Advogado de Sarney vai pedir ao STF para ter acesso ao pedido de prisão

Para Antônio Carlos de Almeida Castro manter as medidas cautelares em sigilo tem como objetivo não avisar as pessoas sobre eventual prisão, o que, segundo ele, já não faria mais sentido, uma vez que os pedidos foram divulgados

Isadora Peron e Gustavo Aguiar, O Estado de S.Paulo

08 de junho de 2016 | 15h40

BRASÍLIA - O advogado Antônio Carlos de Almeida Castro, conhecido como Kakay, disse que vai entrar nesta quarta-feira, 8, com um pedido no Supremo Tribunal Federal (STF) para ter acesso ao pedido de prisão contra o ex-presidente da República José Sarney (PMDB-AP). Ele chegou ao STF na tarde desta quarta e disse que pretende conversar sobre o assunto com o ministro Teori Zavascki, relator da Operação Lava Jato na Corte.

Para o advogado, que também defende o senador Romero Jucá (PMDB-RR) no caso, manter as medidas cautelares em sigilo tem como objetivo não avisar as pessoas sobre uma eventual prisão, o que agora já não faria mais sentido, uma vez que os pedidos foram divulgados pela imprensa.

Kakay também afirmou não ver motivo para a prisão dos peemedebistas apenas com base nas gravações pelo ex-presidente da Transpetro Sérgio Machado.

“Já que vazou, eu vou pedir do inquérito, da delação, das gravações e ver se eu consigo cópia da cautelar.

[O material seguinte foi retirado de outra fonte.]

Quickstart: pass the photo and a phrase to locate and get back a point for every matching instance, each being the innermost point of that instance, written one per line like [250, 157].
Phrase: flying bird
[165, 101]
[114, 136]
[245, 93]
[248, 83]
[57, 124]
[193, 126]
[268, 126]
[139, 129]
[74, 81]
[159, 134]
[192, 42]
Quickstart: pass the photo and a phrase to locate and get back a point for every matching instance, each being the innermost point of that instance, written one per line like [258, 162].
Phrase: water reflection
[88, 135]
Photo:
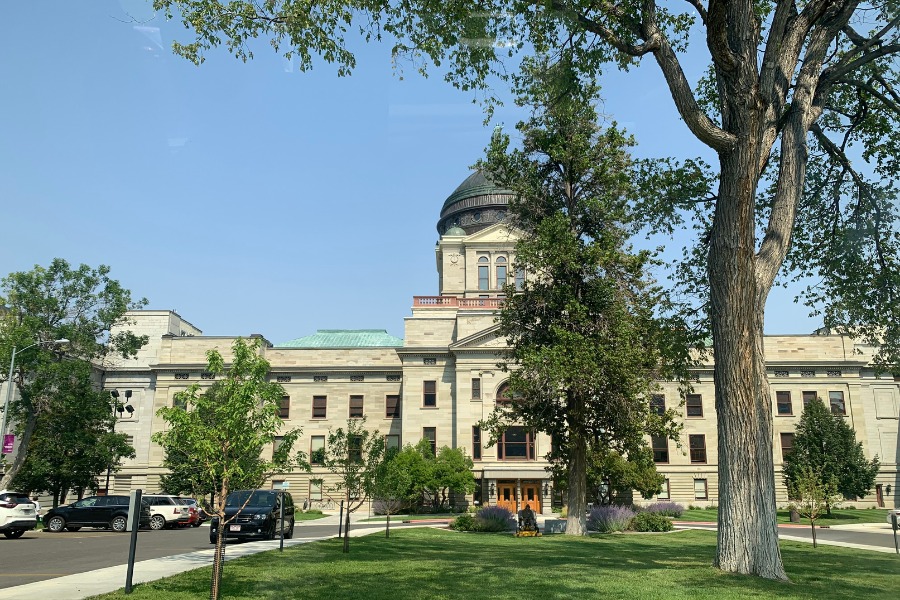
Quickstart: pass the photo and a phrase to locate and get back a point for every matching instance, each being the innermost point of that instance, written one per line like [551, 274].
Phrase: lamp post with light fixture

Eu não consigo crer que sejam só essas gravações o motivo de prisão”, disse.

Nessa terça-feira, 7, veio a público a informação de que o procurador-geral da República, Rodrigo Janot, havia enviado a Teori um pedido de prisão contra Sarney, Jucá e o presidente do Senado, Renan Calheiros (PMDB-AL), por tentativa de obstruir as investigações da Lava Jato.

Janot também pediu a prisão do presidente da Câmara afastado Eduardo Cunha (PMDB-RJ) por entender que ele continua interferindo no trabalho da Justiça e do Conselho de Ética da Casa, que analisa o seu pedido de cassação.